Erie's connection to Lake Ontario and seafaring ships that can introduce invasives through their ballast water make it especially vulnerable to nuisance fish. But most lakes, rivers and streams in Pennsylvania are also at risk of unwanted species and diseases, said Arway. Largemouth bass virus has been documented in lakes such as Joseph Foster Sayers in Centre County, and spring viremia is suspected in carp die-offs on the Allegheny River.

Measures for controlling the introduction and spread of invasives are mostly voluntary, asking anglers to clean their boats and trailers and disinfect their livewells from one waterway to the next.

"Everyone has livewells these days, so now we have largemouth bass virus in Pennsylvania and surrounding states," said Bob Lorantas, the commission's chief warm water biologist. A livewell or bait bucket may be how rusty crayfish, which are indigenous to the Ohio River, got transported to the Susquehanna, where they could disrupt the ecosystem and grow too big to be kept in check by predator fish, Lorantas said.

Anglers are urged to kill any of the 11 species the commission has identified as most threatening, including rusty crayfish; zebra and quagga mussels; round and tubenose gobies; European rudd; ruffe; snakehead; and black, bighead and silver carp.
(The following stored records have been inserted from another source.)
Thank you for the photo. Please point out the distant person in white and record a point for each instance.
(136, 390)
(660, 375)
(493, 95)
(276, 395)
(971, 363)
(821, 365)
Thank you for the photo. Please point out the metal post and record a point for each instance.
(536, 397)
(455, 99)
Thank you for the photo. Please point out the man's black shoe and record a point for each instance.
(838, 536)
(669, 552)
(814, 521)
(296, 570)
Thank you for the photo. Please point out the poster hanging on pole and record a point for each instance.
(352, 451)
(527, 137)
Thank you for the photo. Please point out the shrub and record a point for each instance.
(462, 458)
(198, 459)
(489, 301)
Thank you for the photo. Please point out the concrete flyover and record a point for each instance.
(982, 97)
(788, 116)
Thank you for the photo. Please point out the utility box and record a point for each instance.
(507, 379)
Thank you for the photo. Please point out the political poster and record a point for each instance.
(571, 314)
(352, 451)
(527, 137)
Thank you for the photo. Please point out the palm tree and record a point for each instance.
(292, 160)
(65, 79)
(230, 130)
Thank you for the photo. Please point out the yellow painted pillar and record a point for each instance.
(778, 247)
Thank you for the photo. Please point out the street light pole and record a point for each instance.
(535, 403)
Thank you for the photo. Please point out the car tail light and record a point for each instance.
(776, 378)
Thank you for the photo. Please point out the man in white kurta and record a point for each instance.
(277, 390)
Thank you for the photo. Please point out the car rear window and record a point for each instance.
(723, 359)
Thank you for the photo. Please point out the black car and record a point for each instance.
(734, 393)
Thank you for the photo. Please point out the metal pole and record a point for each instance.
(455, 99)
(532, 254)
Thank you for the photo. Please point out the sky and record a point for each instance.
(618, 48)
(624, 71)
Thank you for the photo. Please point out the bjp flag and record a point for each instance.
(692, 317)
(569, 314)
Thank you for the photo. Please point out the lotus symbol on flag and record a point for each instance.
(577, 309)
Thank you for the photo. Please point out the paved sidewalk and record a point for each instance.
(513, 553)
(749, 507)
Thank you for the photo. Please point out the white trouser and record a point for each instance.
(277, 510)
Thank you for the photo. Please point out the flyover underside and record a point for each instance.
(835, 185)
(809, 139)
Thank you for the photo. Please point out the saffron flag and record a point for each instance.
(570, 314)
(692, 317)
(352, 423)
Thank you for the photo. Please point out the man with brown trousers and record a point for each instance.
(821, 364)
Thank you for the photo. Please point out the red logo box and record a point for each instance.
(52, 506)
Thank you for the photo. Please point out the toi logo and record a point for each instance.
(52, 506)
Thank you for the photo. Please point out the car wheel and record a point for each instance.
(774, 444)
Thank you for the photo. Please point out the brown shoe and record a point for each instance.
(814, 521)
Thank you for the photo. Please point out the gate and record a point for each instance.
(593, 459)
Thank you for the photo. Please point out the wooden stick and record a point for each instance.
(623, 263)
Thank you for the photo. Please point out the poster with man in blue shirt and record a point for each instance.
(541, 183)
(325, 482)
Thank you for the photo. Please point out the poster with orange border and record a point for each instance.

Some are so new, though, that most fishermen couldn't identify them.

The commission says anglers also can help control spread by not moving bass or other sportfish to new waters.

"We know people move black bass to their favorite lakes," Lorantas said, "and they may ask, what's the harm? Well, in the process of moving one fish you might be moving other organisms as well, like zebra mussel larvae, which are invisible."

The more sensational invasives, like the silver carp captured on video jumping into boats in the Mississippi drainage, haven't arrived in Pennsylvania yet, and federal officials are trying to keep them out of the Great Lakes with a $9 million gate constructed on the Illinois River. The unrelated bighead carp, which can grow to 100 pounds by eating 40 percent of their body weight in plankton every day, are living in Philadelphia's Lake Edgewood. But Goehle said less publicized invasives, such as the European ruffe, can be just as ominous. If the ruffe spreads to Lake Erie from the upper Great Lakes, he said, it could devastate yellow perch, since the two species share the same habitat and forage.

"Until an invasive becomes part of an ecosystem, we don't really know how much damage they can do," Goehle said. "Much of the fear out there is fear of the unknown."